The team will use a bevy of state-of-the-art technologies to investigate large macromolecular complexes involved in transcription and its regulation. They developed an RNA aptamer – RNA selected to tightly bind to a green fluorescent protein – for tagging large complexes. The group will focus initially on RNA Polymerase II, the main machine that transcribes mRNA encoding genes.
“These kinds of collaborations are so fulfilling for junior faculty like me, who can learn from him rather than having to reinvent the wheel. It means having so much more fun and getting to work with other passionate scientists.”
“We want to tag a subunit of the polymerase as one of the macromolecular complexes we’re interested in and be able to then track it as it moves through its various regulated steps in the transcription cycle,” Lis said.
In this way, the researchers can detect complexes and their associated protein partners and potential regulators.
A special mass spectrometry machine will allow them to dissect the composition of a complex at various stages of the cycle; a cryo-electron microscope will provide a high-resolution structure of a complex; cross-linking reagents will capture proteins loosely associated in the cycle; and new software will aid analysis.

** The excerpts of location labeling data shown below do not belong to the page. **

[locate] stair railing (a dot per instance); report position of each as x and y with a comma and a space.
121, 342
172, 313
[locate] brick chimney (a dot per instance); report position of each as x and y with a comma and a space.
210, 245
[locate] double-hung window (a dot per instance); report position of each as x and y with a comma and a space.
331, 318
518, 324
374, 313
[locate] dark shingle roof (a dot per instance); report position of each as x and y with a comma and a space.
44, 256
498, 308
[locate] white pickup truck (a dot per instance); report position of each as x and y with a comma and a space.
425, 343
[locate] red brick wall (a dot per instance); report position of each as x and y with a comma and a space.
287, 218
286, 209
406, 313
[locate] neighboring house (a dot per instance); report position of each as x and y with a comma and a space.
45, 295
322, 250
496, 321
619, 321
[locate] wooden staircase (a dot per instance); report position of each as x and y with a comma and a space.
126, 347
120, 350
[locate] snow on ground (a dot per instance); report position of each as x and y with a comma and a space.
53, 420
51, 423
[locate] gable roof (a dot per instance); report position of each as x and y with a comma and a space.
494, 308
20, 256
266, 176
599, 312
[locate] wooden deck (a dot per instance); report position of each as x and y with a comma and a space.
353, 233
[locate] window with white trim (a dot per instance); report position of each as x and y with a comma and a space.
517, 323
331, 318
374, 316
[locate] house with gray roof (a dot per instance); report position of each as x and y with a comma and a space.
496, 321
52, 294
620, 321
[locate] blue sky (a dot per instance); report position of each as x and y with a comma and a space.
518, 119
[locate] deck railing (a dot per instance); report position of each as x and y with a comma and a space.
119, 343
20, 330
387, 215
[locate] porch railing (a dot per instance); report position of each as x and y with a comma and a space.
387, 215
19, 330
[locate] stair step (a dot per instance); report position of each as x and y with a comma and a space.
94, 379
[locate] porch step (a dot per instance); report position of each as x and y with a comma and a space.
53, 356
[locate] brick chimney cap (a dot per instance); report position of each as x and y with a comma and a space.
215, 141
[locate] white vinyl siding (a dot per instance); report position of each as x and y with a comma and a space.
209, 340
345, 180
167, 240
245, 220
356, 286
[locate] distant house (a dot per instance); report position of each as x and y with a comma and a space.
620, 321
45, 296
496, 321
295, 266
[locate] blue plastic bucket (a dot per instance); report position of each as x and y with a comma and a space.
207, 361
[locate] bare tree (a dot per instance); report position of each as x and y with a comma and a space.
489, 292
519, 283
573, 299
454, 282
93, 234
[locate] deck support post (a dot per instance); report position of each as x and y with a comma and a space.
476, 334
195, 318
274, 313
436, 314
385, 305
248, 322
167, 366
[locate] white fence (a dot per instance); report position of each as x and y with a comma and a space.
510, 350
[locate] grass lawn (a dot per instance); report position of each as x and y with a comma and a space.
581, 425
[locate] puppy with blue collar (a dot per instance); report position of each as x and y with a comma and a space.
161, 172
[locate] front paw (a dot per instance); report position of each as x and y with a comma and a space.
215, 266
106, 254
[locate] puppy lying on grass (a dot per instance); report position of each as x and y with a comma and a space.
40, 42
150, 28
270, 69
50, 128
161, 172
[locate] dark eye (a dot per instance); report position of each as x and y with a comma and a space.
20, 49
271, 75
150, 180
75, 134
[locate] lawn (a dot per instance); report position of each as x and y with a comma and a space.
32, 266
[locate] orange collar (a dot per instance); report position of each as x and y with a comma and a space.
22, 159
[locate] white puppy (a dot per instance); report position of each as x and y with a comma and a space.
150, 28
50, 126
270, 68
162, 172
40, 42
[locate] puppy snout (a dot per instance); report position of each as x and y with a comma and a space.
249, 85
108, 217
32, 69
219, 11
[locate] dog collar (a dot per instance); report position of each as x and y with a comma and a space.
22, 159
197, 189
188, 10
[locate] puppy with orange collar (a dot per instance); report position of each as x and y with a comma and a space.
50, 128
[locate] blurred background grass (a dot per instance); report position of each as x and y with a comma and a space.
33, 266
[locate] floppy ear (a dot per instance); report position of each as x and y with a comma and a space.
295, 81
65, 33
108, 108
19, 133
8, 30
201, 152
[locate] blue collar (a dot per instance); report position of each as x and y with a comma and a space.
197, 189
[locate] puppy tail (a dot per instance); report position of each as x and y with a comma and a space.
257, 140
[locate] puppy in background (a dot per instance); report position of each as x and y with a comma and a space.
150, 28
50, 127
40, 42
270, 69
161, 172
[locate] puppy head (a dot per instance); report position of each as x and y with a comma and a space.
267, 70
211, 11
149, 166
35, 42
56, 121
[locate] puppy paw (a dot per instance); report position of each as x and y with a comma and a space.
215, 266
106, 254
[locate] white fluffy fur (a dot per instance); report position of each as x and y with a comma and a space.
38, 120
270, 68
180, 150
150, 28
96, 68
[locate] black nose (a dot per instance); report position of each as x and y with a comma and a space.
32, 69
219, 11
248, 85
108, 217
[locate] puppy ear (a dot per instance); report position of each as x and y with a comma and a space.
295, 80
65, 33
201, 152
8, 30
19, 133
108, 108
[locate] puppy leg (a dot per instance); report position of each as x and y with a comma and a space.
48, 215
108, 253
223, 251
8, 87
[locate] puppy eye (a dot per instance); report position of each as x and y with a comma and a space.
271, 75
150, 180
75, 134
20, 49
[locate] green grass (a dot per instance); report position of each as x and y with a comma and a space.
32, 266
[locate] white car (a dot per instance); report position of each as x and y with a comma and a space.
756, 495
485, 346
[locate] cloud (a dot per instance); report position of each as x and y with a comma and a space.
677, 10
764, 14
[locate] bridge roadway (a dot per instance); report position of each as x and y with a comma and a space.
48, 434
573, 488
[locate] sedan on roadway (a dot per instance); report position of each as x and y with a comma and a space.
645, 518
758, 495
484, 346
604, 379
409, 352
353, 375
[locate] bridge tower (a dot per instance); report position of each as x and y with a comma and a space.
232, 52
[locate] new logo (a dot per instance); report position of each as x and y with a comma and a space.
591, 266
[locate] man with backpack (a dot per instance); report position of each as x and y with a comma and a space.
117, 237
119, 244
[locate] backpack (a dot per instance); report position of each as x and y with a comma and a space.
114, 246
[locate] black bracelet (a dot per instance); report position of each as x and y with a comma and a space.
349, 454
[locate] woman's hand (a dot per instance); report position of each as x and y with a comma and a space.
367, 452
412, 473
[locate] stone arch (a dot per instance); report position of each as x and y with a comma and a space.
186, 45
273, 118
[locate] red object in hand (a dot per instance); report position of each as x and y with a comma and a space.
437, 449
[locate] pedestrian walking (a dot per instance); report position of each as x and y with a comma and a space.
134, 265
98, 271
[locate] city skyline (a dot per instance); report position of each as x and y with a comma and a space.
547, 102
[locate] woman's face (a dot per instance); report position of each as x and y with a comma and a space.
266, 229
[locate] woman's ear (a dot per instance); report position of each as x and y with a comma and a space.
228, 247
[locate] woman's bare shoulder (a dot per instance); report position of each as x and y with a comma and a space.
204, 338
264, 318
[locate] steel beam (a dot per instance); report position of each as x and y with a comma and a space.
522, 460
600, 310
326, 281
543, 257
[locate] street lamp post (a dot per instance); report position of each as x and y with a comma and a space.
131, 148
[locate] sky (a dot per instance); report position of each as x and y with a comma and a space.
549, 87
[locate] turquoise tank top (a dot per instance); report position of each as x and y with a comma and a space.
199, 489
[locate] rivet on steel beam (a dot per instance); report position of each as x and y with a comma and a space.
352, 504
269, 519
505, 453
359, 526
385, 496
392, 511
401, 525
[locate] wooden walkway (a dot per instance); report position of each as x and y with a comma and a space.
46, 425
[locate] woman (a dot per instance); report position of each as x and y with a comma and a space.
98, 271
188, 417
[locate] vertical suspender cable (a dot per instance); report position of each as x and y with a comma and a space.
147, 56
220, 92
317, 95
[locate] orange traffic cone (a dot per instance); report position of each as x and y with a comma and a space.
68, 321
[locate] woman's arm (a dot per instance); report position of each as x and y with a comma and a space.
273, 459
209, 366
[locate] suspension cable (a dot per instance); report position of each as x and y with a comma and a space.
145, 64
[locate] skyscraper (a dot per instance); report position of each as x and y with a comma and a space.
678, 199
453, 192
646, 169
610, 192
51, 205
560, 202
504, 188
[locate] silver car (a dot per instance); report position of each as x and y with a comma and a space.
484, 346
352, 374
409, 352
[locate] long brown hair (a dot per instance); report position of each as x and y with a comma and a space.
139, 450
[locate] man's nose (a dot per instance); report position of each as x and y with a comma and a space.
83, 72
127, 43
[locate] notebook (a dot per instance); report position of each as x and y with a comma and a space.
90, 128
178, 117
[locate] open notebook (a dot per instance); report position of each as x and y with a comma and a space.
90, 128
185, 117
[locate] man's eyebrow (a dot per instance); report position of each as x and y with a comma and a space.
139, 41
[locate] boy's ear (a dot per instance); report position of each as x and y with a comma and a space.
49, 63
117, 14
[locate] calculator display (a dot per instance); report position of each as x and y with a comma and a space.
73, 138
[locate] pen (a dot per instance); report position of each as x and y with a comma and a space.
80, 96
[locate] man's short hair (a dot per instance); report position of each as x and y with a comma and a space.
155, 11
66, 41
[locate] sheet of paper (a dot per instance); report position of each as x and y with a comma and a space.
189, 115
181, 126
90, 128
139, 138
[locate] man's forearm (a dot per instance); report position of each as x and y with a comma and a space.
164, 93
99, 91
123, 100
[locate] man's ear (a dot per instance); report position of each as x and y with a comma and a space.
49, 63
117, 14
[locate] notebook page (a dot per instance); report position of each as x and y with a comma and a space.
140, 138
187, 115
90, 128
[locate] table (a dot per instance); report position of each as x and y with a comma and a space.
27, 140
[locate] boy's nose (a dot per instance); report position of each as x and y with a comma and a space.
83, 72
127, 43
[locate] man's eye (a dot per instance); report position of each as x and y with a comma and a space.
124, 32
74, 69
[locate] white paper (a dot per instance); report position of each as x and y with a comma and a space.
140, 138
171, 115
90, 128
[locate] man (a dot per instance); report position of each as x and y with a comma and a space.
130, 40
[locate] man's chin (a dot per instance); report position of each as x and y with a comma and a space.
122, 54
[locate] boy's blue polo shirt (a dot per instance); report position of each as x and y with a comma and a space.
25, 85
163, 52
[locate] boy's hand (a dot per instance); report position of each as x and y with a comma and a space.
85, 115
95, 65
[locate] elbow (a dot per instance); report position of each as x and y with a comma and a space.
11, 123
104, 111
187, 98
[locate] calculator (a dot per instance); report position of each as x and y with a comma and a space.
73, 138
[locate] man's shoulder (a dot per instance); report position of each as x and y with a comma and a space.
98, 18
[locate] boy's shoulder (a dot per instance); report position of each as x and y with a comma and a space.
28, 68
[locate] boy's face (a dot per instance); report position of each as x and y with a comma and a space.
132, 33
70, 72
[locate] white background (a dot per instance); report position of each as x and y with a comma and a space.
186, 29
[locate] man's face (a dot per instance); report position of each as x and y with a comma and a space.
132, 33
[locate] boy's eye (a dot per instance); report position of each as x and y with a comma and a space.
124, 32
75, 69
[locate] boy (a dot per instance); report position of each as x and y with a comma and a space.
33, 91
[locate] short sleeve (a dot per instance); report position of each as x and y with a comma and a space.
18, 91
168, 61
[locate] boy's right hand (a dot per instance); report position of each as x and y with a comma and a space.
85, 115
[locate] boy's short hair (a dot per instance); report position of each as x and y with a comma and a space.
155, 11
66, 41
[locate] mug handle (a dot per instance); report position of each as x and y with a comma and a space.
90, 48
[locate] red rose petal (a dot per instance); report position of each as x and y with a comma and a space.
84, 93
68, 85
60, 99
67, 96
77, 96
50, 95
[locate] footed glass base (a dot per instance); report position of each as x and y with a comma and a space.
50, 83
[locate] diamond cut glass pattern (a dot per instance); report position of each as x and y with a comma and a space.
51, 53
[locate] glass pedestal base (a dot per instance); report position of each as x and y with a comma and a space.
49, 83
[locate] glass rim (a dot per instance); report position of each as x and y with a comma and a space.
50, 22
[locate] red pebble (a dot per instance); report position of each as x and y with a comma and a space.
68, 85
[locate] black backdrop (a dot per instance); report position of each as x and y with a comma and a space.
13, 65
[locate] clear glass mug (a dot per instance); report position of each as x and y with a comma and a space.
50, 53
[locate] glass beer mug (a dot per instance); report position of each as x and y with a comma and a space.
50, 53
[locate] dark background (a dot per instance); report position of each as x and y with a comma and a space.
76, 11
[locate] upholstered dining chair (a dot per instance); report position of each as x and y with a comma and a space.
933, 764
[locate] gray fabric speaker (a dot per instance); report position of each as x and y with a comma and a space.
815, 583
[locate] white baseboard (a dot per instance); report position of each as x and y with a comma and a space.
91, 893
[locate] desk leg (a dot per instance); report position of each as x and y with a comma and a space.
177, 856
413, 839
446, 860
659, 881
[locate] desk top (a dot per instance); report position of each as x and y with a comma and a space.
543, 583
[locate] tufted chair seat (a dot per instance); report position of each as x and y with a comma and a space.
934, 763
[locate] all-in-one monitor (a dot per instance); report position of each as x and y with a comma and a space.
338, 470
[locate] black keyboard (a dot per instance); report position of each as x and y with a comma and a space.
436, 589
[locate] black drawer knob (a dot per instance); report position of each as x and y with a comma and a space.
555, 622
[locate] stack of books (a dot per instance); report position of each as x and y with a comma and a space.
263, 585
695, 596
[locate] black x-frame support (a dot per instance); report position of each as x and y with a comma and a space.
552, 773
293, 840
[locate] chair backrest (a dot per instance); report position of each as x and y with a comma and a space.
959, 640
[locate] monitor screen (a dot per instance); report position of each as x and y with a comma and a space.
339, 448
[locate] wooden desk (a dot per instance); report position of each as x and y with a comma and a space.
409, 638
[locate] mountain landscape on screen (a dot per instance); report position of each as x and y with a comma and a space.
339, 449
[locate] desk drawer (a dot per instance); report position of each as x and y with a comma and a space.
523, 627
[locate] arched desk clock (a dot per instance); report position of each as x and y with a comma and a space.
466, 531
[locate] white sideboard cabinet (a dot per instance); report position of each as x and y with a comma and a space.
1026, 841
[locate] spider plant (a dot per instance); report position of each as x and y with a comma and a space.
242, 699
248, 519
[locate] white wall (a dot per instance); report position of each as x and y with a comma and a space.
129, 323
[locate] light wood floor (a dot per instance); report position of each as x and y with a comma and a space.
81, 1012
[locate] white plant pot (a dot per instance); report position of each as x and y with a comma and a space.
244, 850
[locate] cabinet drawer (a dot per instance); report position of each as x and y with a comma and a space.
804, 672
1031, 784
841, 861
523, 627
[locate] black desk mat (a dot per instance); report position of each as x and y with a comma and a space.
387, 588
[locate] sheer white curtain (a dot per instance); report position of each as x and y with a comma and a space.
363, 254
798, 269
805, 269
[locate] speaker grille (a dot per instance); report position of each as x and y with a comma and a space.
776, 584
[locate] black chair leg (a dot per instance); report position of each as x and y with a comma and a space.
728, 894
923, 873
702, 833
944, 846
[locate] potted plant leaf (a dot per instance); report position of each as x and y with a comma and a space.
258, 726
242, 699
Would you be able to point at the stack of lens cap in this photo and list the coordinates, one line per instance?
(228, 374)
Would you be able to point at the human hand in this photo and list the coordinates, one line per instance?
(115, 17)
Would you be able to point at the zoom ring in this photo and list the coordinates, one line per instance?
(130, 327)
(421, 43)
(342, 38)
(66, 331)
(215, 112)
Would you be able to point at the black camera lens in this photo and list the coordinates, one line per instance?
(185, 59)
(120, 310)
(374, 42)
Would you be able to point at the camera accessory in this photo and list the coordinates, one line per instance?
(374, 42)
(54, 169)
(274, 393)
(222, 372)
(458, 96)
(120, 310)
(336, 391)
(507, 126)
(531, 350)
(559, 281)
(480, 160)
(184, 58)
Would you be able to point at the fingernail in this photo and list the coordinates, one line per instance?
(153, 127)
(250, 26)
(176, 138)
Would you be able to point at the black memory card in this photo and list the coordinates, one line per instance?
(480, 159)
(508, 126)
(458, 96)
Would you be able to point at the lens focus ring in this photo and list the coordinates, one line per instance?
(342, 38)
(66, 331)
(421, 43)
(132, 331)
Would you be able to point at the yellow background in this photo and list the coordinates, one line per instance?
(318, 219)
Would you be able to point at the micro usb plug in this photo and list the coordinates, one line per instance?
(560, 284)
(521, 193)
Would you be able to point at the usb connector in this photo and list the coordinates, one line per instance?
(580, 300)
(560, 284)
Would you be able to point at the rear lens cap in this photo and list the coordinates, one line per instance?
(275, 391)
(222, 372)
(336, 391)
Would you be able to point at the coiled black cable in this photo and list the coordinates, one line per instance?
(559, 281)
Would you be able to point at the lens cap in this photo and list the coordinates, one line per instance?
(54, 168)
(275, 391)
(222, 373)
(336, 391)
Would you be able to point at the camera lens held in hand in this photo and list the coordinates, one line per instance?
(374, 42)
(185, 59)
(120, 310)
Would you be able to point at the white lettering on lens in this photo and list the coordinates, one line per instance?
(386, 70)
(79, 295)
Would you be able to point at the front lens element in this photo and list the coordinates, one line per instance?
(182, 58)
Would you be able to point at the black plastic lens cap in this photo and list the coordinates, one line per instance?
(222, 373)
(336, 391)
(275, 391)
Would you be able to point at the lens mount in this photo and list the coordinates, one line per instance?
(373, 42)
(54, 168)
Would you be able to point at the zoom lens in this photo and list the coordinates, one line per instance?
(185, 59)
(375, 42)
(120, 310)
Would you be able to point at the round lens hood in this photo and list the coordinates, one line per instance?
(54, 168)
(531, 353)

The team expertise will allow them to study native complexes during transcription, “so we can see it as it really is in the cell,” Josefowicz said.
Lis and colleagues received a $100,000 academic integration seed grant in late 2019.
Also, the project teamed senior researchers like Lis with junior faculty, such as Josefowicz, who face challenges of setting up a lab from scratch and maximizing the potential reach of their nascent research programs.
“John’s a giant in this field,” Josefowicz said. “These kinds of collaborations are so fulfilling for junior faculty like me, who can learn from him rather than having to reinvent the wheel. It means having so much more fun and getting to work with other passionate scientists.”